Reviewed by GREG KING
Director: Xavier Giannoli
Stars: Benjamin Voisin, Cecile de France, Vincent Lacoste, Sabine Dewaels, Xavier Dolan, Gerard Depardieu, Andre Marcon, Jean-Francois Stevenin.
This lavish and sumptuous looking period drama from France was one of the hits at the recent Alliance Francaise French Film Festival, and now has hit cinema screens. Based on Illusions Perdue, the classic semi-autobiographical novel written by Honore de Balzac in 1843, Lost Illusions follows the rise and fall from grace of Lucien de Rubempre (Benjamin Voisin, from Summer Of 85, etc), a fiercely ambitious poet who aspires to become a writer in 19th century Paris.
An orphan who works as a printer with his adopted family in the province of Angouleme in rural France in 1821 Lucien is having an affair with the rich and influential Baroness Louise de Bargeton (Cecile de France, recently seen in Wes Anderson’s The French Dispatch, etc), his patron. She takes him to Paris with her but soon abandons him in the face of criticism from her rich and influential friends in the city.
Penniless and desperate he ekes out a living with menial jobs until he lands a job with a socialist newspaper run by the anti-establishment editor Etienne Lousteau (Vincent Lacoste, from The French Kissers, etc), and his eyes are quickly opened to a world of corruption. He becomes a theatre critic but soon learns that reviews are bought and sold by the highest bidder, and advertising revenue shapes the paper’s opinions. He begins writing scathing articles about Paris’ elite, which initially brings him a form of notoriety, but eventually leads to his downfall.
Lucien also becomes romantically involved with the naïve, young aspiring actress Coralie (Sabine Dewaels, from A Mother, etc), which leads to tension with the baroness. Amid much backstabbing he soon finds himself being set up for public humiliation by the baroness and some rich, powerful social climbing enemies.
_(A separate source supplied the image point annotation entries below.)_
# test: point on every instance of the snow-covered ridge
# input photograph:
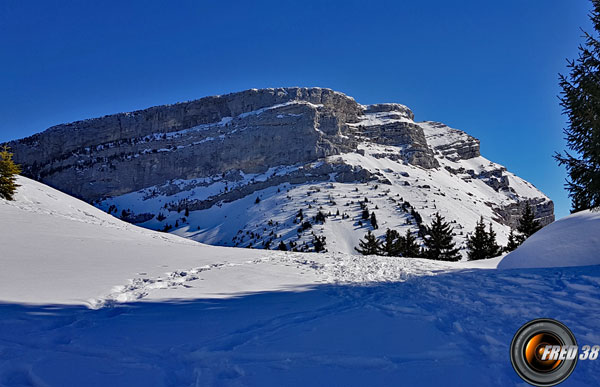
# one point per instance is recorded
(236, 170)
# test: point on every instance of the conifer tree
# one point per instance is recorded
(527, 223)
(318, 243)
(370, 246)
(409, 246)
(391, 246)
(374, 221)
(365, 214)
(580, 99)
(8, 174)
(513, 241)
(477, 244)
(320, 217)
(438, 241)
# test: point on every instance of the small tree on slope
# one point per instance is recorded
(8, 174)
(513, 241)
(477, 244)
(439, 244)
(370, 246)
(492, 249)
(580, 99)
(390, 245)
(409, 246)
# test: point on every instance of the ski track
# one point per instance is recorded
(476, 308)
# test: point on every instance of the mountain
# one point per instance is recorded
(236, 170)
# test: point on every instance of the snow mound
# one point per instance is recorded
(571, 241)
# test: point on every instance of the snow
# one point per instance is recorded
(86, 299)
(570, 241)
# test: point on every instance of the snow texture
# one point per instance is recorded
(86, 299)
(571, 241)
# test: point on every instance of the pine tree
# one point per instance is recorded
(391, 246)
(580, 99)
(439, 244)
(527, 223)
(320, 217)
(491, 246)
(370, 246)
(374, 221)
(477, 244)
(513, 241)
(409, 246)
(319, 243)
(365, 214)
(8, 174)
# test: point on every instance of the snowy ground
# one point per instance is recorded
(461, 197)
(86, 299)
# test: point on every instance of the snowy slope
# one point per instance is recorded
(47, 236)
(462, 190)
(571, 241)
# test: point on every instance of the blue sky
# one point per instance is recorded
(489, 68)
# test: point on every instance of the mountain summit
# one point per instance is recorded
(302, 168)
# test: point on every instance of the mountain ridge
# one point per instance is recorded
(151, 165)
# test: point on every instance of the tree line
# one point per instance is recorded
(438, 241)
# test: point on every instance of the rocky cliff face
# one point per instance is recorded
(251, 141)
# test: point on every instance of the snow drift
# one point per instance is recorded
(571, 241)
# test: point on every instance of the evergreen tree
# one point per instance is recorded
(580, 99)
(409, 246)
(527, 223)
(492, 247)
(370, 246)
(513, 241)
(390, 246)
(477, 244)
(438, 241)
(365, 214)
(318, 243)
(8, 174)
(374, 221)
(320, 218)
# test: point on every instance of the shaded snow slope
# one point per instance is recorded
(167, 311)
(57, 249)
(570, 241)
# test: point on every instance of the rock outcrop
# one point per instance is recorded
(224, 138)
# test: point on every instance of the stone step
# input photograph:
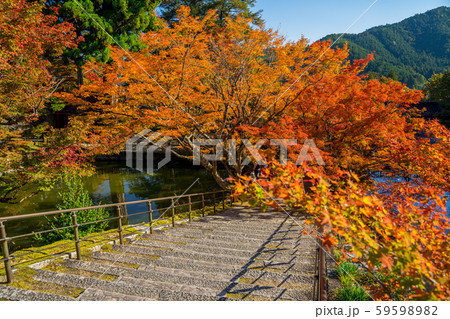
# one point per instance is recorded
(92, 294)
(194, 256)
(208, 267)
(250, 221)
(247, 252)
(13, 294)
(236, 289)
(192, 232)
(128, 289)
(234, 241)
(170, 262)
(208, 223)
(217, 286)
(214, 254)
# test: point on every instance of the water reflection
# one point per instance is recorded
(114, 183)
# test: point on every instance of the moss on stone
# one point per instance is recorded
(58, 266)
(24, 279)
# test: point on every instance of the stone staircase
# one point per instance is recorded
(239, 254)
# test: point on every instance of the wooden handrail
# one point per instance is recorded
(56, 212)
(75, 225)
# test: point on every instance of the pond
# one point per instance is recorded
(114, 182)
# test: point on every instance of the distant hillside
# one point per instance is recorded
(409, 51)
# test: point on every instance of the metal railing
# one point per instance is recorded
(202, 200)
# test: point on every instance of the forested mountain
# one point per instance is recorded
(410, 51)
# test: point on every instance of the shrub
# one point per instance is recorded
(74, 196)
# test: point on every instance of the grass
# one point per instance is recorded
(350, 275)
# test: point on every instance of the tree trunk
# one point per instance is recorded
(80, 81)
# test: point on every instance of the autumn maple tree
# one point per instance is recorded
(31, 44)
(200, 80)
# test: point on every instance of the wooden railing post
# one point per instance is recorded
(190, 208)
(203, 205)
(223, 200)
(322, 275)
(173, 213)
(119, 211)
(150, 216)
(7, 261)
(76, 234)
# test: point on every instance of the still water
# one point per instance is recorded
(114, 182)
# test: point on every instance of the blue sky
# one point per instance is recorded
(317, 18)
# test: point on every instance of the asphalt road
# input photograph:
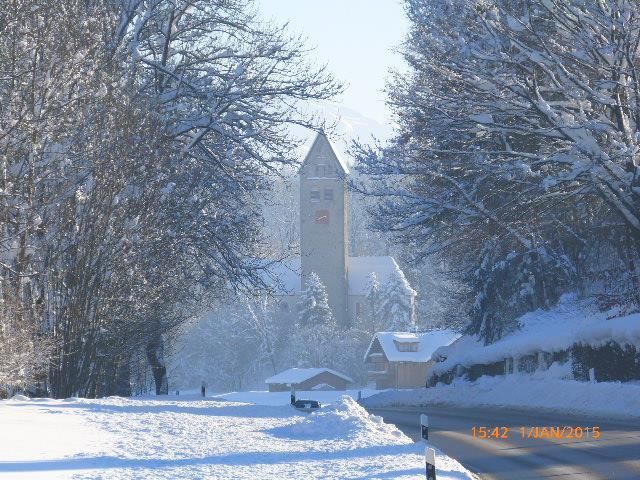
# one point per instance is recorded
(613, 456)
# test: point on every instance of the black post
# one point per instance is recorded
(424, 427)
(430, 462)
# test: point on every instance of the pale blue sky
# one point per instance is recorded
(355, 38)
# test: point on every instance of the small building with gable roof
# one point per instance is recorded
(402, 359)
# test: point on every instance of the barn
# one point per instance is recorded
(308, 379)
(402, 359)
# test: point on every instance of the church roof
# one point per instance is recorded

Lost Illusions has been written by director Xavier Giannoli (Margeurite, etc), Jacques Fieschi and Yves Stavrides, who faithfully bring Balzac’s mean-spirited satirical novel and acerbic social commentary about corruption, the ethics of journalism, the role of influencers, and the pitfalls of fame, to the screen giving the material a contemporary relevance. The film boasts some stunning period detail that recreates Paris of the 19th century, with its brothels and theatres and dirty streets. The costumes from Pierre-Jean Larroque (who worked with Giannoli on Margeurite, etc) and production design from Riton Dupine-Clement (Benedetta, etc) are all fantastic, and visually create a divide between the world of the rich and the downtrodden who barely eke out an existence on the mean streets of post-revolutionary Paris. The cinematography from Christophe Beaucarne (Gemma Bovery, etc) is also superb. No wonder the film won seven Cesar Awards (the French equivalent of the Oscar), including nods for Best Picture.
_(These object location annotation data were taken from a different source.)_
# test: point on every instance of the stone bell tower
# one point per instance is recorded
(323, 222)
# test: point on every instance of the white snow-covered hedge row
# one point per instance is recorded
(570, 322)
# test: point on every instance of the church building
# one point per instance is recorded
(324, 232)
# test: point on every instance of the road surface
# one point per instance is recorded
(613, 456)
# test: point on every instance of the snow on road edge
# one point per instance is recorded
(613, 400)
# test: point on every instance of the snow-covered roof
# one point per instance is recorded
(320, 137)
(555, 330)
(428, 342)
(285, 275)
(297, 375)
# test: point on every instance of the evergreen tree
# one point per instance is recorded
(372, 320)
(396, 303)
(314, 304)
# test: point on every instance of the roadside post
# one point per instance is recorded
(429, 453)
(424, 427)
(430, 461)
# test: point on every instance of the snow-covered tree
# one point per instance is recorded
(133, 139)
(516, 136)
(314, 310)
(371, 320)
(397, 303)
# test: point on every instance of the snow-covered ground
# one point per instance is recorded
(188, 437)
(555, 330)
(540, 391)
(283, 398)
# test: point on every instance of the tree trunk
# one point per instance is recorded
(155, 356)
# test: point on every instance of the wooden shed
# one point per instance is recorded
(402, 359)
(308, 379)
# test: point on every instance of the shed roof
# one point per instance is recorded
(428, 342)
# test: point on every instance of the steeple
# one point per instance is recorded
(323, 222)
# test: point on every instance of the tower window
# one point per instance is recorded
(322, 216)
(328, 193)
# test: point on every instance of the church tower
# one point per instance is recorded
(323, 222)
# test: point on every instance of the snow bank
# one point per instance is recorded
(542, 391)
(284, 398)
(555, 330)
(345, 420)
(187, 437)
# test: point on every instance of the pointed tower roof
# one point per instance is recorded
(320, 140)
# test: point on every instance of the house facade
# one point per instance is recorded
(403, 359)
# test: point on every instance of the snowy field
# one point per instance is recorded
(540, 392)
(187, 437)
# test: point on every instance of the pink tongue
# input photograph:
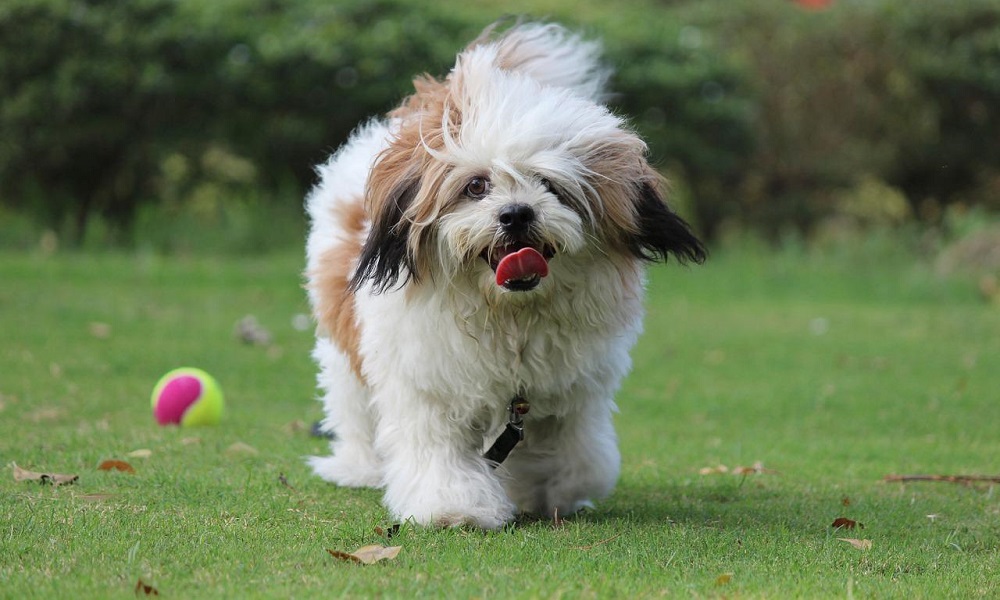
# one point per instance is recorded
(522, 264)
The film boasts some fine performances from its ensemble cast who bring to life these ruthless people. In his biggest role to date Voisin is impressive as the naïve and ambitious Lucien, and Lacoste is also very good as the conniving Lousteau. De France brings a sadness to her performance as the elegant but cruel baroness, while Xavier Dolan (who directed Voisin in the gay themed coming of age drama Summer Of 85) is fine as the haughty novelist and main rival Nathan d’Anastazio, whose character is actually a synthesis of three characters from the novel. Veteran Gerard Depardieu contributes a small but important role as Dauriat, a greedy but powerful newspaper publisher.